Developing Environmental, Social and Governance (ESG) relevant investment processes has brought both clarity and questions, revealing useful risk dynamics but also uncovering data complexities. These points, taken together, reinforce the importance of pushing forward with ESG integration so that the greater utility of the information is not lost to the initial limitations. Only by doing so can ESG analyses become more refined, reliable, and robust. The central underlying goal is to meet our fiduciary duty to ensure that the risks taken are in line with a fund's investment objectives, minimising any unintended downside risk in both the short- and long-term.
Moreover, this is the momentum demonstrated by key ESG reporting frameworks, particularly in regards to managing climate-based risks within investment portfolios. The Task Force on Climate-related Financial Disclosures’ (TCFD) recommendations are becoming firmly rooted and seen as best practice, with major institutional and government buy-in requiring asset managers to become well-versed in climate change and resource scarcity. The United Nations-supported Principles for Responsible Investment (UN PRI) and the European Commission's Non-Financial Reporting Directive (NFRD) are examples of this, both modelling elements of their reporting frameworks around TCFD. When laying out their recommendations on climate disclosures, TCFD speaks to the evolving nature of both climate data and the tools by which firms can assess climate risks.

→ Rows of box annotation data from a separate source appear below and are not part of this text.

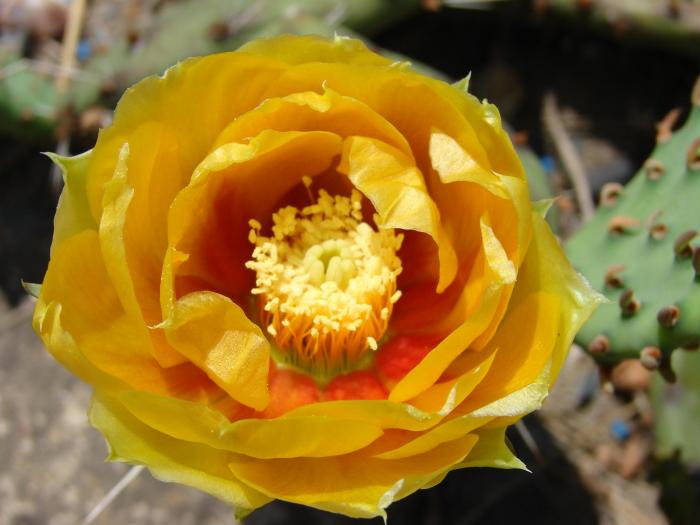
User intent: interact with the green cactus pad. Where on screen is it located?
[567,81,700,370]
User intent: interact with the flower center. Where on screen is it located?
[246,190,403,378]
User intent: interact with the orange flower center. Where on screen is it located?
[246,190,403,379]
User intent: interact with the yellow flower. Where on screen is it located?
[34,36,598,517]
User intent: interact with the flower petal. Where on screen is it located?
[161,130,341,304]
[389,290,500,403]
[114,391,382,459]
[230,435,477,518]
[47,151,97,253]
[34,230,218,399]
[90,394,271,510]
[338,137,457,292]
[212,88,412,157]
[161,292,270,410]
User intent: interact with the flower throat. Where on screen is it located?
[246,188,403,379]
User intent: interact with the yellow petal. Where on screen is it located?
[115,391,382,458]
[456,292,560,414]
[514,213,606,382]
[47,151,97,253]
[338,137,457,292]
[428,79,525,179]
[430,129,507,198]
[161,130,341,302]
[389,290,500,402]
[99,143,186,367]
[408,352,495,415]
[90,393,270,510]
[456,427,527,470]
[87,53,287,220]
[230,435,477,518]
[162,292,270,410]
[284,399,442,430]
[212,88,411,157]
[34,230,219,399]
[374,416,490,459]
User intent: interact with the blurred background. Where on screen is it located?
[0,0,700,525]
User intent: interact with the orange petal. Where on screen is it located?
[161,131,341,303]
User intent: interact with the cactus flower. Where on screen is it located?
[34,36,599,517]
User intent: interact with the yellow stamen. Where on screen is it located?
[246,190,403,375]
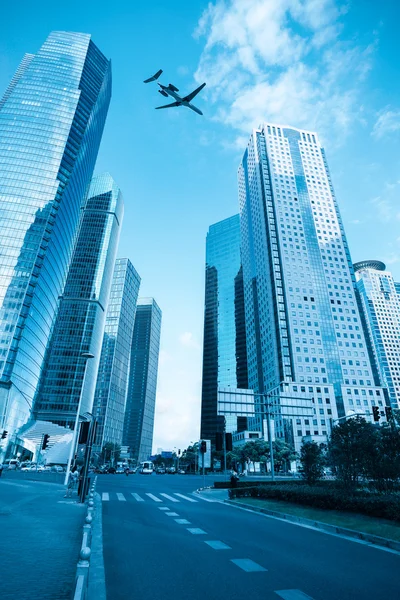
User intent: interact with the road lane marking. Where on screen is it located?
[131,492,144,502]
[186,527,207,535]
[160,492,179,502]
[231,558,267,573]
[174,492,197,502]
[175,519,190,525]
[193,494,216,502]
[275,590,313,600]
[204,540,232,550]
[146,492,162,502]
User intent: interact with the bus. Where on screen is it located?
[140,460,154,475]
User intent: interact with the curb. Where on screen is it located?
[225,500,400,553]
[87,493,106,600]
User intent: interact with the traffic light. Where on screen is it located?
[372,406,381,422]
[385,406,393,421]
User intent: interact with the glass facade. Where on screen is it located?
[34,173,123,426]
[200,215,247,442]
[354,261,400,408]
[123,298,161,462]
[238,123,385,447]
[93,258,140,451]
[0,32,111,454]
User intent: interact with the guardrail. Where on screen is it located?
[74,477,97,600]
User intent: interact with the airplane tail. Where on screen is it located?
[143,69,162,83]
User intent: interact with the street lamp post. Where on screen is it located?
[64,352,94,485]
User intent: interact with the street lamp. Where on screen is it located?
[64,352,94,485]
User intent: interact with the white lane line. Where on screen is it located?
[146,492,162,502]
[231,558,267,573]
[186,527,207,535]
[175,519,190,525]
[160,492,179,502]
[204,540,232,550]
[193,494,215,502]
[174,492,197,502]
[131,492,144,502]
[275,590,313,600]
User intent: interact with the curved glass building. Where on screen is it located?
[0,31,111,448]
[34,173,124,426]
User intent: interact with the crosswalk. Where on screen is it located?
[101,491,214,504]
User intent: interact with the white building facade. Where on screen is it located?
[238,123,385,449]
[354,260,400,408]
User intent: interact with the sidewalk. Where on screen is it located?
[0,474,86,600]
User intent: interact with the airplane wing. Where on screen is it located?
[156,102,180,110]
[183,83,206,102]
[143,69,162,83]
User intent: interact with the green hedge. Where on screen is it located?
[229,484,400,522]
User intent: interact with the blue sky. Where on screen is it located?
[0,0,400,448]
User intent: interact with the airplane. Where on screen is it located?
[143,69,206,115]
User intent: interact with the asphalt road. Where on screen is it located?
[97,474,400,600]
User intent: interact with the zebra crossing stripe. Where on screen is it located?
[131,492,144,502]
[160,492,179,502]
[146,492,162,502]
[174,492,197,502]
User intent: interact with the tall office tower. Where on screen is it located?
[200,215,248,442]
[354,260,400,408]
[93,258,140,451]
[238,123,385,448]
[34,173,124,426]
[0,32,111,446]
[122,298,161,462]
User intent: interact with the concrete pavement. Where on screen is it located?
[0,474,85,600]
[97,474,400,600]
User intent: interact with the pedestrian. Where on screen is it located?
[64,466,78,498]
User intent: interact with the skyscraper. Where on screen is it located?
[123,298,161,462]
[34,173,123,426]
[200,215,248,441]
[354,260,400,408]
[93,258,140,451]
[0,32,111,446]
[239,123,385,448]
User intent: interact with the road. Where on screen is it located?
[97,474,400,600]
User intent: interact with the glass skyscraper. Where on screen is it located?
[0,32,111,446]
[354,260,400,408]
[239,123,385,448]
[34,173,124,426]
[93,258,140,451]
[200,215,248,442]
[123,298,161,462]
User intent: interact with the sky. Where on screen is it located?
[0,0,400,449]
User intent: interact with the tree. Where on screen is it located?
[300,442,325,485]
[100,442,121,464]
[328,416,374,489]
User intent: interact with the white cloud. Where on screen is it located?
[372,108,400,139]
[195,0,374,145]
[179,331,200,350]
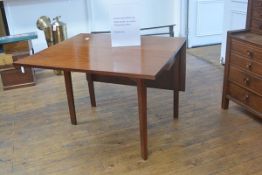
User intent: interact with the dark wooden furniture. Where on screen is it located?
[222,0,262,117]
[0,40,35,90]
[14,34,186,159]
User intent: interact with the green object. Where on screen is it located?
[0,32,37,44]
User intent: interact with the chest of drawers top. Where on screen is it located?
[247,0,262,34]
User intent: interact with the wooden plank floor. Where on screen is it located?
[0,55,262,175]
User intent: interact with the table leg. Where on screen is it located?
[86,74,96,107]
[137,80,147,160]
[173,90,179,119]
[64,71,77,125]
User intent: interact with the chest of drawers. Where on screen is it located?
[222,0,262,117]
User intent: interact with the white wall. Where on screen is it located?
[4,0,186,52]
[87,0,184,35]
[4,0,89,52]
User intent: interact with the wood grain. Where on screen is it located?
[14,34,185,80]
[0,55,262,175]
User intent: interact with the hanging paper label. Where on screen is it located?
[111,0,141,47]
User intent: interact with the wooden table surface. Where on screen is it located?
[14,34,186,160]
[14,34,185,80]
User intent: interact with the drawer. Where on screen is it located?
[231,39,262,63]
[230,51,262,77]
[250,18,262,34]
[229,83,262,113]
[1,68,34,88]
[229,66,262,96]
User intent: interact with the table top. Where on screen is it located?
[14,34,185,80]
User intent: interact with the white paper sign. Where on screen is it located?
[111,0,141,47]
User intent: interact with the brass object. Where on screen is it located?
[52,16,67,44]
[36,16,67,75]
[36,16,54,47]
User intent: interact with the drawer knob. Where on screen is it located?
[246,63,252,70]
[243,94,249,102]
[243,78,250,85]
[247,51,253,58]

This goes for other aspects of ESG as well, with analyses evolving as all industries better equip themselves to meet the demands for more accurate, financially material, and decision-useful information.

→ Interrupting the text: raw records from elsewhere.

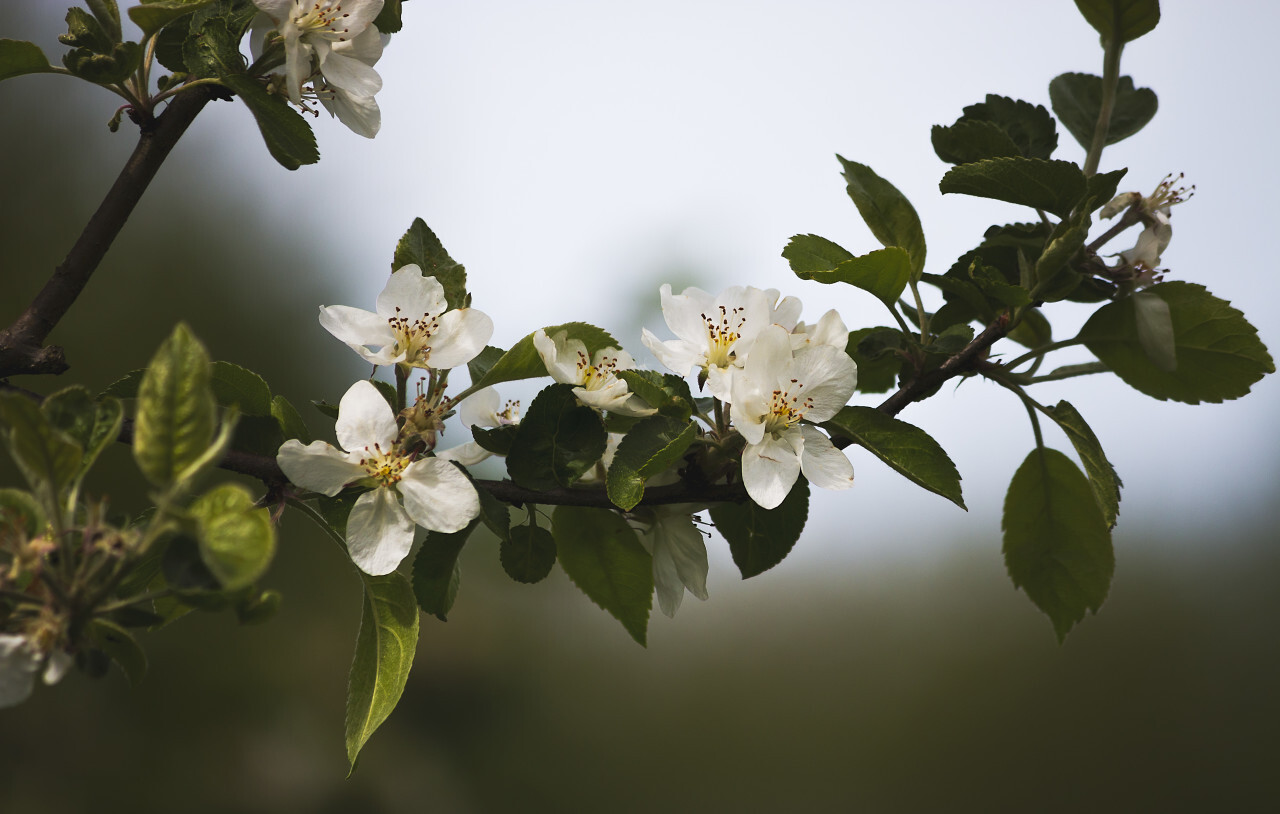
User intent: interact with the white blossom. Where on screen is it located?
[276,381,480,576]
[730,325,858,509]
[320,264,493,370]
[534,329,657,416]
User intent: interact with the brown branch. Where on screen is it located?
[0,86,225,378]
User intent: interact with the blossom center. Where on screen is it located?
[293,0,351,42]
[763,379,813,434]
[699,306,746,367]
[387,306,440,365]
[360,444,411,486]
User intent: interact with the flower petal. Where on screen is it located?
[800,424,854,489]
[275,439,365,498]
[742,427,804,509]
[399,458,480,534]
[347,486,413,576]
[376,264,448,323]
[334,379,399,452]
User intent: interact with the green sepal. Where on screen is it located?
[507,384,608,490]
[470,323,622,390]
[1043,401,1124,529]
[86,617,147,687]
[552,506,653,646]
[1079,282,1275,404]
[710,475,809,580]
[346,572,419,772]
[413,521,477,622]
[394,217,467,308]
[1002,448,1115,642]
[1075,0,1160,42]
[605,415,698,511]
[836,155,925,279]
[498,526,556,585]
[0,40,54,79]
[133,323,218,486]
[822,407,966,508]
[1048,73,1160,150]
[938,157,1085,218]
[188,484,275,591]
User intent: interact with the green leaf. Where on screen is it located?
[0,489,47,539]
[221,73,320,170]
[498,526,556,585]
[189,484,275,591]
[1044,402,1124,529]
[929,119,1023,164]
[88,617,147,687]
[374,0,404,33]
[347,572,419,772]
[271,395,312,444]
[413,522,476,622]
[1075,0,1160,42]
[84,0,122,42]
[129,0,214,37]
[394,217,467,308]
[938,159,1085,218]
[605,415,698,511]
[710,475,809,580]
[133,323,218,486]
[507,384,608,490]
[782,241,911,308]
[0,393,83,513]
[471,323,622,389]
[1048,73,1160,150]
[845,326,902,393]
[1004,448,1115,641]
[836,155,924,279]
[210,362,271,416]
[822,407,965,508]
[1079,282,1275,404]
[552,506,653,645]
[0,40,54,79]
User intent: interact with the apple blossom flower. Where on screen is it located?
[253,0,383,108]
[730,325,858,509]
[435,388,520,466]
[320,264,493,370]
[534,329,657,416]
[641,284,801,401]
[0,634,73,709]
[276,381,480,576]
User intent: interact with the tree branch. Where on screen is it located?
[0,86,225,378]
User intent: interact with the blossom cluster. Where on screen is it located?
[278,271,858,616]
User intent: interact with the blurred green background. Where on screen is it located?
[0,4,1280,814]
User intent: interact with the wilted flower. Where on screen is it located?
[276,381,480,576]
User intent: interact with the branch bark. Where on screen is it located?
[0,86,225,379]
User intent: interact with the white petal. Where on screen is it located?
[426,308,493,370]
[275,439,365,498]
[742,427,803,509]
[320,306,404,365]
[320,49,383,96]
[347,486,413,576]
[376,264,448,323]
[800,425,854,489]
[334,380,399,452]
[435,442,493,466]
[399,458,480,532]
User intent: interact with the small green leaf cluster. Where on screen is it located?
[0,325,279,700]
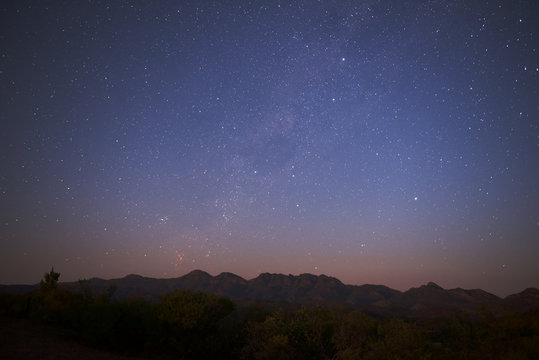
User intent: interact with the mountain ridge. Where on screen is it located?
[0,270,539,314]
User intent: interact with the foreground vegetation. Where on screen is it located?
[0,270,539,359]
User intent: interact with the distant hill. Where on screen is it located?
[0,270,539,316]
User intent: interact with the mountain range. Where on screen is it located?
[0,270,539,316]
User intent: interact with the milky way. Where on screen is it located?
[0,1,539,295]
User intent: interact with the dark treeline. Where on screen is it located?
[0,270,539,360]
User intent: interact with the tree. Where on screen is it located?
[39,267,60,292]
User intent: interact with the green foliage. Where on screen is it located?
[39,267,60,292]
[0,269,539,360]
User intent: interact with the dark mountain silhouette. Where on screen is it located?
[0,270,539,315]
[504,288,539,310]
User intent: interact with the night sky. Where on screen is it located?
[0,0,539,295]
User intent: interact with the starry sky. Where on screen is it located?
[0,0,539,296]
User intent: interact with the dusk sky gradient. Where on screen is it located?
[0,0,539,296]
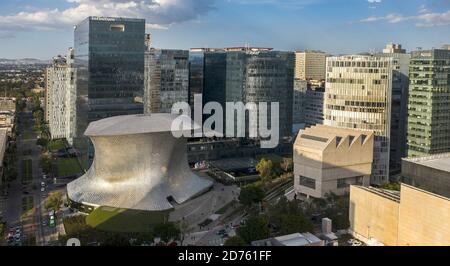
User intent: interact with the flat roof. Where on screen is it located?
[403,153,450,172]
[84,114,200,137]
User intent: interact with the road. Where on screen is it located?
[5,112,54,245]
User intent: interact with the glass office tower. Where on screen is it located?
[74,17,145,168]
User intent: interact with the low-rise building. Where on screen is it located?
[252,233,325,247]
[294,125,374,198]
[349,184,450,246]
[402,153,450,197]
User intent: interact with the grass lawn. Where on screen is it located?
[22,196,34,215]
[22,159,33,184]
[56,158,81,177]
[86,207,169,233]
[47,139,66,151]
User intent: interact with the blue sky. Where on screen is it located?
[0,0,450,59]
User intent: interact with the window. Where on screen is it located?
[337,179,350,188]
[300,176,316,189]
[111,25,125,32]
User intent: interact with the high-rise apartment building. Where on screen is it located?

This has required additional resources, spending time analysing data and collaborating on the creation of new analytical tools. TD Asset Management (TDAM) has expanded its ESG capabilities, making use of third-party ESG ratings as well as the underlying indicators that inform those ratings. This has allowed us to build more comprehensive dashboards of ESG considerations, which help us to focus in on the holdings most exposed to material ESG risks. At the same time, we continually engage ESG data providers, discussing potential data limitations and improvements to ensure data quality.
TDAM also recently partnered with the United Nations Environmental Programme's Finance Initiative (UNEP FI) and several other firms as part of the UNEP FI TCFD Investor Pilot. Within this pilot, investors and asset managers came together to inform, test, and learn from the development of a scenario analysis tool created by Carbon Delta, a provider of climate data. The conversations around climate risks, both in regards to Carbon Delta's scenario analysis tool as well as other environmental risk assessments, served as an avenue to test our own ideas and understanding. From this, we have become more aware of the information and methodologies available to assess the risks associated with a transition to a low carbon economy and the physical risks stemming from acute and chronic climate change.

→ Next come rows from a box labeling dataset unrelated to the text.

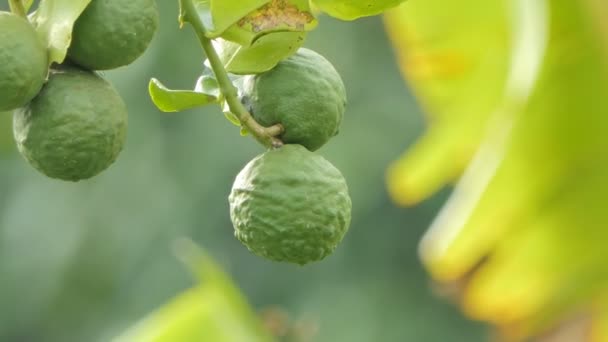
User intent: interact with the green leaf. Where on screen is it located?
[194,68,222,99]
[148,78,218,112]
[213,32,306,75]
[21,0,34,12]
[221,0,317,46]
[188,0,270,38]
[34,0,91,65]
[114,241,273,342]
[224,111,241,127]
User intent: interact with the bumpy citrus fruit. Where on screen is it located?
[229,145,351,265]
[68,0,159,70]
[313,0,405,20]
[241,48,346,151]
[0,12,47,111]
[13,69,127,181]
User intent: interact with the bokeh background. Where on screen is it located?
[0,1,487,342]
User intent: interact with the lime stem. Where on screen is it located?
[8,0,27,18]
[179,0,283,147]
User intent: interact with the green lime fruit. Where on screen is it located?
[313,0,405,20]
[68,0,159,70]
[229,145,351,265]
[0,12,48,111]
[13,69,127,181]
[240,48,346,151]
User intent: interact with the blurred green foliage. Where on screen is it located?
[0,1,484,342]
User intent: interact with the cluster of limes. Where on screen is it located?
[229,49,351,265]
[0,0,159,181]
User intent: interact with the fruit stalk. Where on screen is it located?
[180,0,283,147]
[8,0,27,18]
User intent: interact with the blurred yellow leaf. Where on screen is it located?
[389,0,608,341]
[385,0,512,205]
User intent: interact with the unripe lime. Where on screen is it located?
[241,48,346,151]
[0,12,48,111]
[13,69,127,181]
[229,145,351,265]
[68,0,159,70]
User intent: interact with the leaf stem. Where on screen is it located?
[8,0,27,18]
[179,0,283,147]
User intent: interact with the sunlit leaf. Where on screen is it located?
[385,0,513,205]
[312,0,405,20]
[34,0,91,65]
[392,0,608,340]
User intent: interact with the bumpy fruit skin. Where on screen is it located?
[0,12,48,111]
[313,0,405,20]
[229,145,352,265]
[13,69,127,181]
[241,48,346,151]
[68,0,159,70]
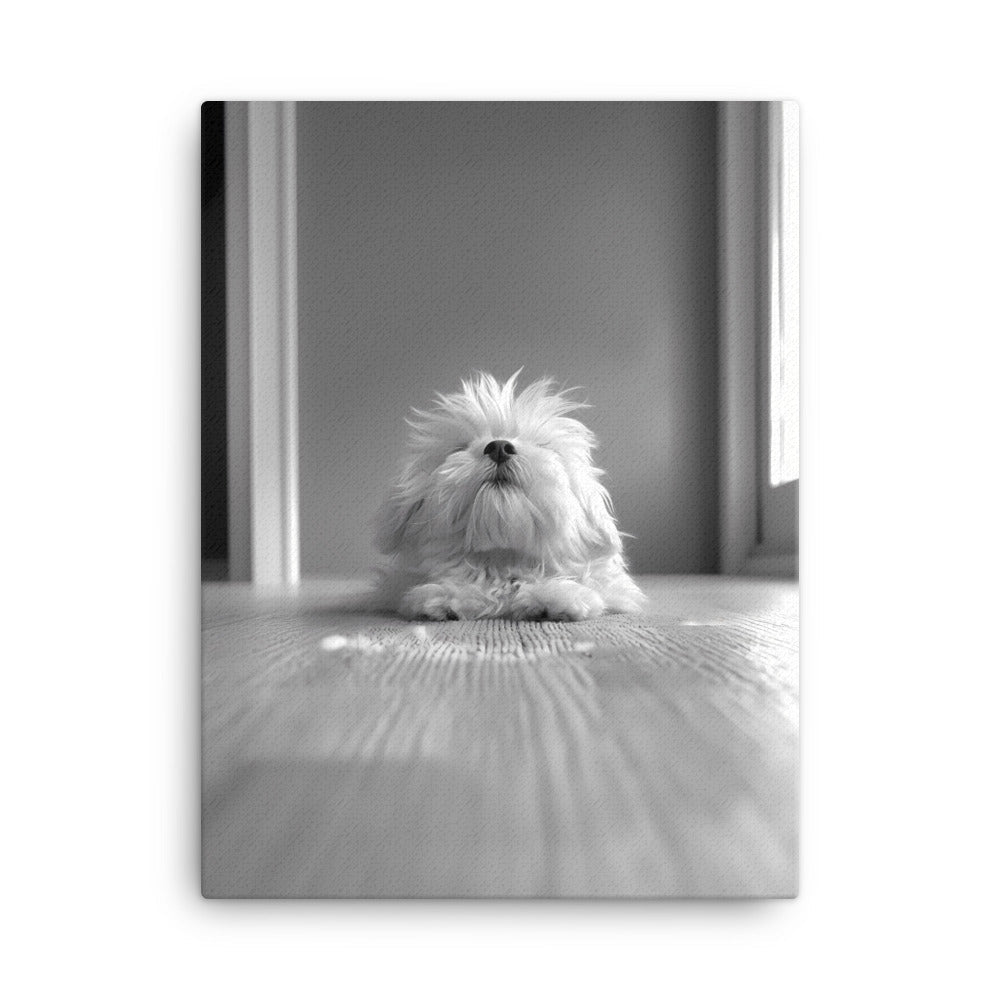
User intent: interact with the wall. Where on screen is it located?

There is still a need to push further, improving corporate disclosures so that ESG data and ratings fully demonstrate the ESG performance of all companies. Data limitations are not foreign to other aspects of risk assessment, and we intend to move forward and refine our approaches, share perspectives, and make the best assessment of ESG risks possible given available information. However, we remain mindful of the caveats. At present, ESG ratings can be biased towards companies with more ESG disclosure, with the level of disclosure varying across company size and geographic regions. We have found that larger market cap companies and companies based in regions that have higher ESG disclosure requirements are those that have better ratings. The industry could also benefit from more consistency in how companies report metrics, so that comparisons can be made more readily and reduce the need to sift through variations of scale or convention, which tend to interfere with company rankings in terms of carbon emissions, for example. For now, we only have a short history of ESG data to work with, but the data is becoming more robust, and with every year there is likely to be less comparative caveats and limitations.
With greater exposure and familiarity with ESG analytical tools, firms can be more effective in scrutinising and pushing to improve data provided by companies as well as the methodologies established by data providers. As entities such as the UN PRI begin to make reporting on various ESG aspects mandatory, transparency of ESG assessments and comparability between them will become even more critical. Working towards standards could provide a common base of analysis, from which comparisons can be made or to which adjustments can be applied to reflect varied investment risk perspectives. We continue to operationalise our learnings, engaging various investment teams and external data providers in order to refine our own ESG risk assessments.